If immigration increased unemployment, we would expect a strong upward sloping line: more immigrants would mean more unemployment for local workers. In fact, the line is, if anything, negative, suggesting that unemployment of UK-born workers went down (or rose less) in areas that had more immigration. It is just as easy to find areas where immigration went up (a lot) and unemployment of UK-born workers fell as it is to find areas where immigration and unemployment rose (compare areas 50 and 60 on the graph, for example). This pattern could be explained if immigrants were more likely to go to better performing local areas - where jobs are plentiful for both immigrants and UK-born workers, or if some UK-born workers move away from areas where immigration is rising. But even when economists use econometric techniques to address these and other problems, the effects of immigration on unemployment are generally small. Something else must explain the poor performance of areas with rising unemployment.
Change in Unemployment v Change in Immigration
What questions are economists asking now?
On the academic front, it is a lot easier to explain the small immigration effects found by researchers if we think about supply and demand in the following way: while the supply of workers has increased, meaning there is more competition for jobs, the increase in workers also means an increase in the demand for housing, education, food and other things - which in turn creates jobs. Even if that demand was met entirely by immigrants, no-one would be worse off, and it is likely that the increased demand would be met by both immigrants and non-immigrant workers. This is a very fruitful area of research going forward.
It is also too simplistic to assume that immigration has the same effect in all sectors of the economy. Economists tend to focus on average effects and there is much interesting work to be done looking at immigration's effects in a disaggregated (sector by sector) way.
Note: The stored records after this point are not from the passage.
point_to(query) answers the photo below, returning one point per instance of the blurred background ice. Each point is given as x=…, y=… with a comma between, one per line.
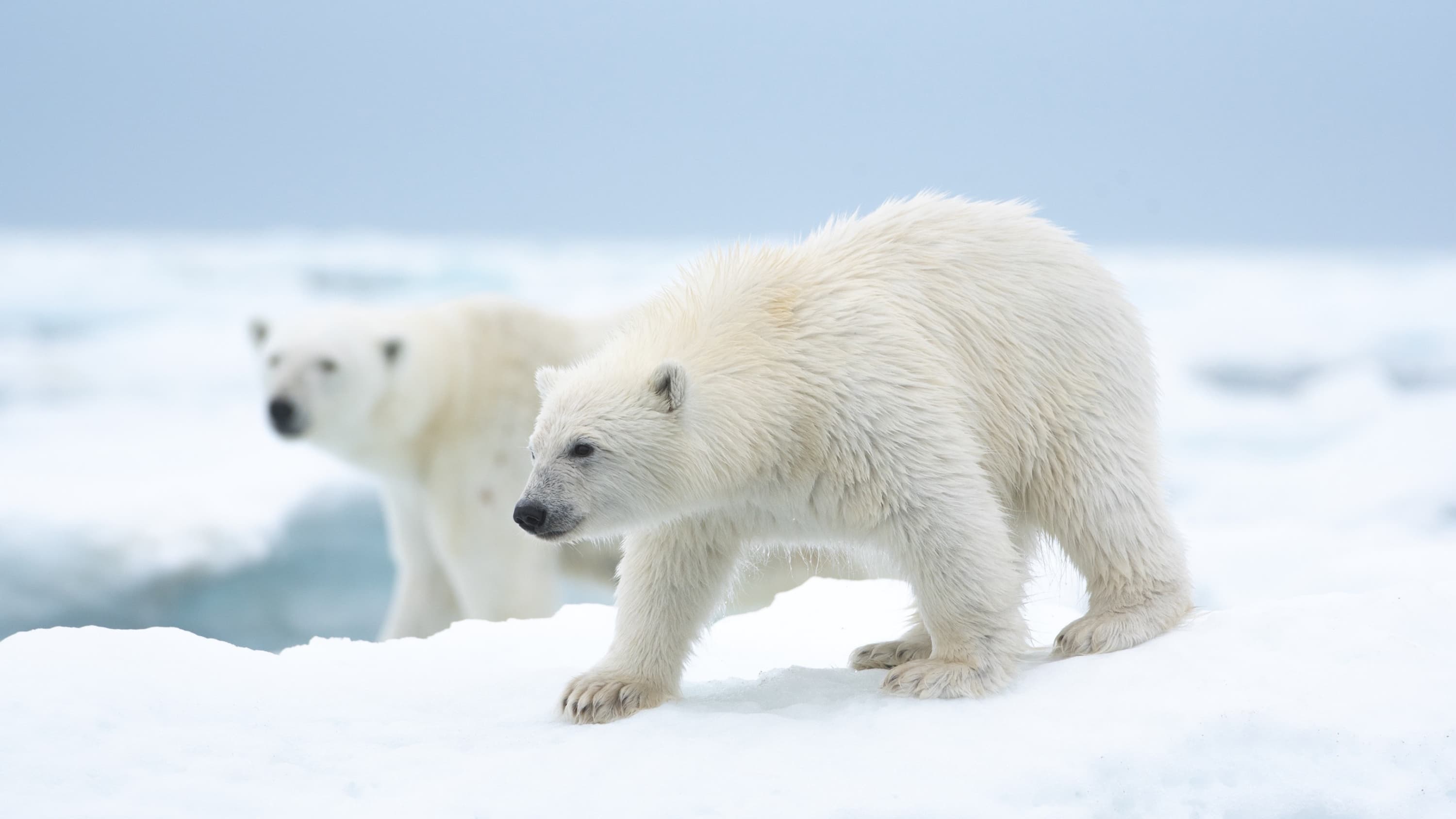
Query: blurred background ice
x=1272, y=181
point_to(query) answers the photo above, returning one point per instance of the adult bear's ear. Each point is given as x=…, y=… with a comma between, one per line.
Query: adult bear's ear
x=392, y=350
x=546, y=379
x=670, y=383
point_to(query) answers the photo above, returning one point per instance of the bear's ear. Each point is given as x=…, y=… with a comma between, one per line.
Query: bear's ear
x=670, y=383
x=546, y=379
x=392, y=350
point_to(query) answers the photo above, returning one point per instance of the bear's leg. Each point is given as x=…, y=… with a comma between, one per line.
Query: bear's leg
x=424, y=600
x=967, y=576
x=1113, y=524
x=913, y=645
x=497, y=571
x=672, y=579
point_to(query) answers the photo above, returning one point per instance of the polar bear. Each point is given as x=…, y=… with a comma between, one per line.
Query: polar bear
x=436, y=404
x=941, y=382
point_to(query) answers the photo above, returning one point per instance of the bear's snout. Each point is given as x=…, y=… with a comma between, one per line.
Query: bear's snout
x=284, y=416
x=530, y=517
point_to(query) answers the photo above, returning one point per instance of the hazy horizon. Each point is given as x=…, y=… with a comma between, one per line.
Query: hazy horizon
x=1245, y=124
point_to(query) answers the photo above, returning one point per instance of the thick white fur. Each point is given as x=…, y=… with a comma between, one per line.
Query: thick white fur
x=440, y=424
x=940, y=382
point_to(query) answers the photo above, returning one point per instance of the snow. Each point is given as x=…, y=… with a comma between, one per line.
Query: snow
x=1333, y=704
x=1311, y=461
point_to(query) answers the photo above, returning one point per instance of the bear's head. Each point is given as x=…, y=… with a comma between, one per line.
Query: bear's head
x=612, y=450
x=327, y=375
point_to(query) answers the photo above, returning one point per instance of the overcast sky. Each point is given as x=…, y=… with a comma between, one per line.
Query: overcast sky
x=1221, y=123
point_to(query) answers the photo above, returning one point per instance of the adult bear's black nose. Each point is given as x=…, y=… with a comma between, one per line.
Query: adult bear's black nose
x=284, y=416
x=530, y=515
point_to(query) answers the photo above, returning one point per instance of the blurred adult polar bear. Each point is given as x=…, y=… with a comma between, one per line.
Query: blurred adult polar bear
x=437, y=402
x=940, y=382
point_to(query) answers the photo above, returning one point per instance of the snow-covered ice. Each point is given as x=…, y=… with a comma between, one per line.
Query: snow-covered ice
x=1308, y=415
x=1334, y=704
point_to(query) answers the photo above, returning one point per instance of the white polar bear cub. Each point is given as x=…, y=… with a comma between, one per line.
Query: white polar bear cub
x=434, y=402
x=940, y=382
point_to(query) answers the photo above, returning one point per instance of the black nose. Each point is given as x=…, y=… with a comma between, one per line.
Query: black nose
x=530, y=515
x=283, y=415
It is conceivable that the downward trends in immigration that first began after Brexit in 2017, and were apparently accelerated by the Covid-19 downturn, will continue - though we need more hard evidence to back up this latter finding. If 1 million people (two percentage points of the population) have left the UK and this is not just survey sampling problems during the pandemic but a real emigration response to the combination of Covid and Brexit, then firms affected will need to address the new reality, as will schools, hospitals, the housing market and the wider economy.
But if immigration had little effect on wages, employment and the wider economy when it was rising rapidly then should we expect little effect when immigration falls? Not necessarily. Here we need to think about the economist's mantra about "holding other things equal". It is reasonable to think that the effect of dramatic outmigration is not necessarily the same as in the effect of more gradual immigration in the past.
The restrictions on trade with the EU that accompany Brexit, the change in UK growth path that will emerge after the pandemic, and the relative performance of other economies are all known unknowns that mean the impact of immigration going forward may not be the same as going back.
Public debate about immigration's effects is unlikely to disappear despite the academic evidence that it doesn't seem to matter much, on average. So, there will still be a need for continued observation of the economy and its interaction with immigration.